[XML-SIG] Using PyExpat.py

Guido van Rossum guido@digicool.com
Mon, 19 Feb 2001 17:34:16 -0500


> > I'd like to drop support for URLs; I don't think the typical computer
> > is sufficiently networked to make this work well.
> 
> In this case, the typical computer user will have a great deal of trouble 
> using any XML application in any language.  Almost all of them use URIs as 
> basis, and for good reason.  Special support for local files are almost 
> universally a mere convenience.
> 
> Most XML processing specifications mandate that the URI of the XML
> entity that contains an infoset node is used as the basis for
> further processing.  To me, this argues strongly for dropping local
> files rather than URIs if we must choose.  Some XML specs would be
> very difficult to implement properly if the low-level tools became
> file-system-only readers.

Can you give more details of how this is used?  I've got very limited
XML experience, and so far it all falls in the category of "here's a
file; give me a DOM tree for it" or "here's a DOM tree, write it to a
file".  There are no URLs anywhere.  Sometimes instead of a file it'll
be text data read from or written to a database.  But no URLs.

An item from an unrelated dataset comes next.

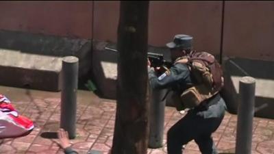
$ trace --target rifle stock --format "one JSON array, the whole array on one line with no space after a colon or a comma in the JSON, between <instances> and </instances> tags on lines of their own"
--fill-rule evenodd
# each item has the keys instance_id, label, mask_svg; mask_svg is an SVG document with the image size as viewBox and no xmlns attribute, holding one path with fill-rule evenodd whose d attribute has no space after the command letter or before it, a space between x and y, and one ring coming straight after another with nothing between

> The Mac people should have spoken to the IETF a decade ago when URLs
> emerged, or a bit later when URIs came out.  I suspect, again that
> if this is the case, they suffer much more pain in XML processing
> than is inflicted on them by PyXML.

That's a pretty intolerant attitude you're displaying there.  They
need not suffer at all if at all times it is clear whether a name is a
URL or a filename.  It's trying to fold the two namespaces into one
that I'm fighting here.

> > I would suggest to have separate APIs depending on the argument type,
> > e.g. p.parseFile(filename), p.parseURL(url),
> > p.parseStream(InputSource), p.parseString(text).  (And no, Java
> > overloading wouldn't help much here, since three out of four APIs have
> > string arguments.)
> 
> Sure, one can add a parseFile, but what do you do with
> 
> <?xml version='1.0'?>
> <!DOCTYPE spam [
>   <!ENTITY foo SYSTEM 'foo.bar'>
> ]>
> <spam>&foo;</spam>
> 
> URI or file?
> 
> Note that this is a trick question, and the "trick" is *exactly* my point.

So explain the trick.  I don't know enough XML to understand what it
means.  I don't even know which thing you are asking about!  spam?
foo?  foo.bar?  &foo;?

--Guido van Rossum (home page: http://www.python.org/~guido/)